Mounting and imaging was performed as described above for the Zeiss LSM710.

Image analysis

Lifetime data were analyzed using the SymPho Time 64 software. For an overall lifetime value of one image, we fitted a double-exponential, reconvolution (calculated IRF) model to the lifetime histogram of the image and used the intensity weighted lifetime (τ ^{Av Int}). For spatial patterns of lifetime across the wing disc, we set a binning of 2 × 2 pixels and a threshold to remove the background and calculated a FLIM Fit. To calculate FRET efficiency €, we took lifetimes from donor only (τ^shgCFP) and the FRET pairs (τ^shgFRET or τ^shgContr):

$${\rm{E}}=1-{{\rm{\tau }}}^{{\rm{shgFRET}}}/{{\rm{\tau }}}^{{\rm{shgCFP}}}$$

(4)

For Cad^TS and Cad^Contr analysis was done accordingly.

Statistics

Statistics were performed in R. Significance was calculated by with Welch’s t-test, which assumes unpaired samples with unequal variance. Significance levels were indicated as ***(p ≤ 0.001), **(p ≤ 0.01), *(p ≤ 0.05) and n.s. (p > 0.05). To estimate the correlation between two samples, the Pearson’s correlation coefficient R was calculated.

To estimate the minimal difference between the means which would theoretically be detectable with our data, we performed a power analysis (significance level = 0.05, power = 0.8).

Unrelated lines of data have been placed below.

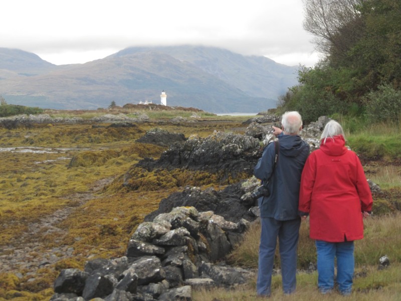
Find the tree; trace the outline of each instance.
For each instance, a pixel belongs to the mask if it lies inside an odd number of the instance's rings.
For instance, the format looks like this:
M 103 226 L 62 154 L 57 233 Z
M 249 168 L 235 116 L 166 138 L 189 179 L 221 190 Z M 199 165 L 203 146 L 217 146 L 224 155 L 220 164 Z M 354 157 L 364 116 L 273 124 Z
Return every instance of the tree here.
M 343 54 L 363 30 L 358 8 L 363 0 L 303 0 L 304 29 L 315 36 L 316 49 Z
M 3 95 L 0 95 L 0 105 L 5 105 L 7 104 L 7 102 L 4 99 Z
M 114 100 L 113 100 L 111 102 L 111 103 L 110 104 L 110 105 L 109 105 L 109 109 L 111 109 L 111 108 L 114 108 L 115 106 L 117 106 L 117 105 L 116 104 L 116 102 L 114 101 Z

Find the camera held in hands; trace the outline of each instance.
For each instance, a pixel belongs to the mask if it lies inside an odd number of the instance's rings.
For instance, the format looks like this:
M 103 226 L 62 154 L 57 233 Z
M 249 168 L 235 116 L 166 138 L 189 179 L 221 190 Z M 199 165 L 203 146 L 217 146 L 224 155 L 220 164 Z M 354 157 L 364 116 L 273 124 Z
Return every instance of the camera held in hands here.
M 257 200 L 261 197 L 268 197 L 270 195 L 270 192 L 267 185 L 261 185 L 256 190 L 251 194 L 251 197 L 254 200 Z

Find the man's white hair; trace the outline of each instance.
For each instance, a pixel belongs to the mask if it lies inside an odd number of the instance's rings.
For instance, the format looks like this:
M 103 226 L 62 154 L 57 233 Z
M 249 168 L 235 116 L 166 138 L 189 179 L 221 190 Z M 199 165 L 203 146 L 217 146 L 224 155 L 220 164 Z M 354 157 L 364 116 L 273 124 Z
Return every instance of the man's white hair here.
M 281 117 L 281 124 L 286 133 L 298 135 L 302 126 L 302 118 L 296 111 L 286 112 Z

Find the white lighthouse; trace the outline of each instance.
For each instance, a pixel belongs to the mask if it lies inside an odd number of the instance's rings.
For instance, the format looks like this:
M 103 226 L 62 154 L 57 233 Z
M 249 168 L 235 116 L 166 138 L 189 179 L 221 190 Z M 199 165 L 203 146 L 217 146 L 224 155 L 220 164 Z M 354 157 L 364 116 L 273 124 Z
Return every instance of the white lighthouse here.
M 161 91 L 161 94 L 160 95 L 160 104 L 162 105 L 167 105 L 167 94 L 164 90 Z

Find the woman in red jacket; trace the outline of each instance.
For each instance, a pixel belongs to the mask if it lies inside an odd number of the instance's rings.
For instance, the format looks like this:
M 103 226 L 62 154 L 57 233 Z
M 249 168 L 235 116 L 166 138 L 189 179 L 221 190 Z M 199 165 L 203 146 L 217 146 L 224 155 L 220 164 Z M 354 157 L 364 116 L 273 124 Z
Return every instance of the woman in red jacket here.
M 354 272 L 353 241 L 363 238 L 363 217 L 372 209 L 372 195 L 356 155 L 345 146 L 344 131 L 331 120 L 320 147 L 306 161 L 301 179 L 299 214 L 309 215 L 310 236 L 316 240 L 318 286 L 323 293 L 336 282 L 340 292 L 351 293 Z

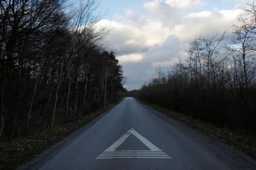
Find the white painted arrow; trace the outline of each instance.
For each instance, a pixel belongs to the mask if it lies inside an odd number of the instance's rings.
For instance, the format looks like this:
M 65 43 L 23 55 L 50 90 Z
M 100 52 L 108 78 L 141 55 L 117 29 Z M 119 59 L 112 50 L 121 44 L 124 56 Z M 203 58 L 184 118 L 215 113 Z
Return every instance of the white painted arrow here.
M 117 151 L 116 149 L 133 134 L 139 141 L 146 145 L 150 150 L 129 150 Z M 117 141 L 105 150 L 96 159 L 114 159 L 114 158 L 171 158 L 160 148 L 155 146 L 142 135 L 131 128 L 121 137 Z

Therefore, we took a dataset of shgContr, randomly picked two samples and calculated the effect size and standard deviation. Then we randomly picked three new samples and again calculated the effect size and standard deviation. This was repeated until we reached the sample size of the entire data set. These permutation assays were repeated 10.000 times. Then, the average effect size from the 10.000 permutations for each sample size was calculated. We obtained the minimal detectable difference from the effect size d:

$$d=\frac{\mu 1-\mu 2}{\sigma }$$

(5)

µ1 and µ2 are the means and σ the standard deviation. The minimal detectable difference is the difference between the means.